Reading between the lines
Work is still abject madness, and I've chosen this time to go on a week's vacation to Vancouver starting Wednesday, so I expect this will be the only post of the week, but I couldn't go away knowing that I'd left you hanging for over two weeks (I'm so arrogant), so let's get to this.
I would just like to go on record as saying that I do not usually watch the gameshow network. I was at a friend's this weekend, cruising through the channels, and since he had recently signed up with Rogers Digital Cable, he still had the free trial of all the stations that you would probably never watch unless you were somebody's grandmother or unemployed.
It's something I know intellectually, but it always amazes me how different the commercials are on stations that I don't watch. Advertisers know I don't watch these channels, and as a result, don't aim messages at me. It's there that you can get away with the really underhanded stuff, because (and this is a total generalization) people watching these channels aren't necessarily thinking as critically as someone watching, say, the CBC. I'm thinking I might just get the gameshow network so I can watch the commercials.
Anyway, the one that really stood out for me was probably the most complex weasel of a commercial I've ever seen. It got me - for about a second, and then I thought about it.
It was for Allstate Insurance - a friendly black man (very important!) stood by some kind of natural disaster and talked about how they give teddy bears to children who have lost all of their toys in floods, and how to them, it's so much more than just a teddy bear. He explained that this sort of natural disaster can happen to anyone, and that Allstate is there to help.
It ended with "If you have been affected by Hurricane Katrina, please call us so we can help you process your claim."
Now, how's that for an insurance agency? They can't contact you, so they want you to contact them, so that they can make sure that you get your claim processed and you can get back on your feet.
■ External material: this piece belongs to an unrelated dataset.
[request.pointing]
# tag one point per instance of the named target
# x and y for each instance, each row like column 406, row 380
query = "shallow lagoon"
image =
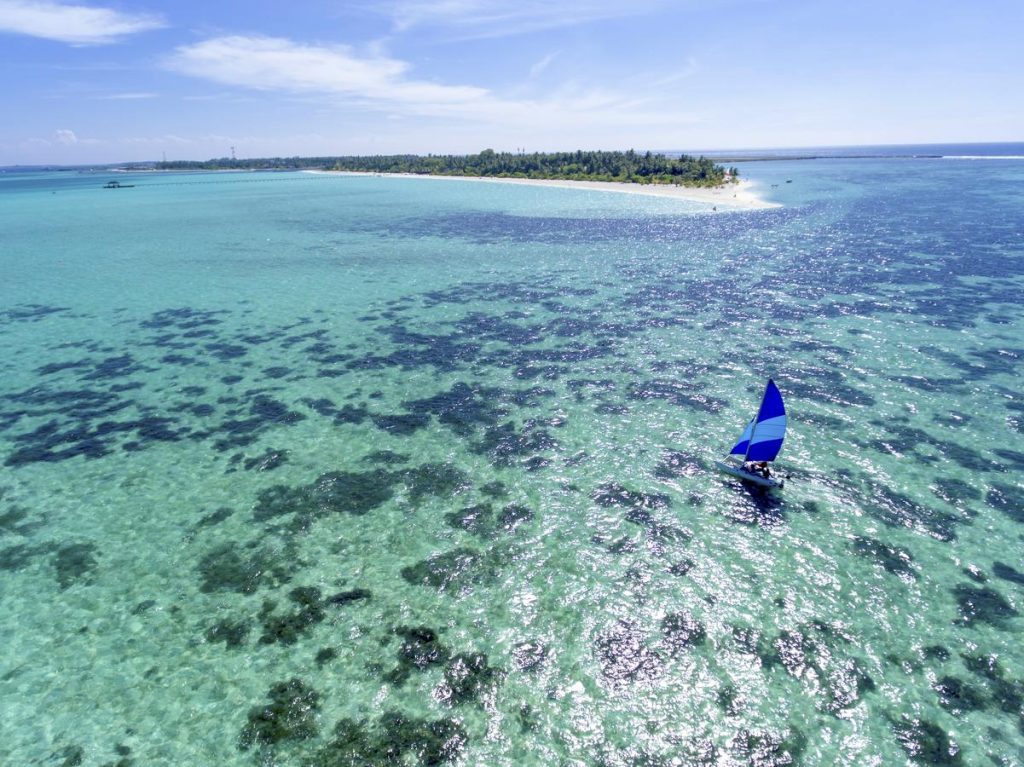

Would YOUR insurance agency do that? Probably not.
Now, before you pick up your phone and transfer all of your policies, think about this:
- Hurricanes are "acts of God," and usually wouldn't be covered by most insurance policies.
- Nobody who has had all of their belongings destroyed in the flood is watching the gameshow network right now.
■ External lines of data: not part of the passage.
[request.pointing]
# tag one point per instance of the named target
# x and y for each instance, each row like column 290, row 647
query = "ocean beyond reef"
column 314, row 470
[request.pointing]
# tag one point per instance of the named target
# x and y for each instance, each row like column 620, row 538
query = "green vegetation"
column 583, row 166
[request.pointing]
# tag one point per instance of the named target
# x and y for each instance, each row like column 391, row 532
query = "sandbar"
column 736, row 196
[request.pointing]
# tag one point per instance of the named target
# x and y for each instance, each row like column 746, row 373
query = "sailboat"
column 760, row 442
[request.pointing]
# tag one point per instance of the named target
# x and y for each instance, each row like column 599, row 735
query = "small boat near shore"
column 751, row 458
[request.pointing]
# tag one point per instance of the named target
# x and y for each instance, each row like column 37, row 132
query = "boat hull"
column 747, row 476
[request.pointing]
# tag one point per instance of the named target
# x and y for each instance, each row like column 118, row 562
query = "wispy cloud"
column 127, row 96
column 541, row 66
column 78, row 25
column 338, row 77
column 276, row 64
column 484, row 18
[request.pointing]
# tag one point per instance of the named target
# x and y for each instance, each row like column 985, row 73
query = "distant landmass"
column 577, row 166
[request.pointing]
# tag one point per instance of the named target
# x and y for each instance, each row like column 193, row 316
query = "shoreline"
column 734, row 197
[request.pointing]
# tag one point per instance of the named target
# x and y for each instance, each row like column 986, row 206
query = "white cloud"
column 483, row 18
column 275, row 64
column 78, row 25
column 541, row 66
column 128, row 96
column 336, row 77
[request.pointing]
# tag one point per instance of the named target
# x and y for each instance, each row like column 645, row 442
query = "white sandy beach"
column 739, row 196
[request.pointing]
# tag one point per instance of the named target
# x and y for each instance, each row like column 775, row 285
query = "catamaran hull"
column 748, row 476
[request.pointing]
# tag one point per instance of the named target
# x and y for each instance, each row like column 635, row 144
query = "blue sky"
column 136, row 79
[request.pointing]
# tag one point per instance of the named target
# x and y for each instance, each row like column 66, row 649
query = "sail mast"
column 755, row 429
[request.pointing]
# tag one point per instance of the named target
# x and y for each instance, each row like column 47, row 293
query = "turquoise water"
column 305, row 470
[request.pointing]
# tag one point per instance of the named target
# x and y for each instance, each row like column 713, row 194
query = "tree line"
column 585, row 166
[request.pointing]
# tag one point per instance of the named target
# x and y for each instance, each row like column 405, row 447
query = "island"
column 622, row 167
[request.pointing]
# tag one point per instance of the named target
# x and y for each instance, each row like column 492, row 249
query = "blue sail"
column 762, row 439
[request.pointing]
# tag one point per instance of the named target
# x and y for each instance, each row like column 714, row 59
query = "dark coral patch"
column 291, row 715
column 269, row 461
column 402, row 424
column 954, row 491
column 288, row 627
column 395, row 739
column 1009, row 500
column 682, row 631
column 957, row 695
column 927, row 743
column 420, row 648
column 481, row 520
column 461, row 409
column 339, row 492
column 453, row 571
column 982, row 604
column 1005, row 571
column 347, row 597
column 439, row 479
So who is this ad aimed at?
This ad is aimed at the people watching the gameshow network, who are uninsured or underinsured. The ad is proving to these people that they are a company who can be trusted, and who will go out of their way to get your money to you... even if they have to take out advertising space to do it.
In reality, that may or may not be the case... but the target audience for this ad isn't what they lead you to believe it is.
Advertising can be underhanded sometimes, can't it?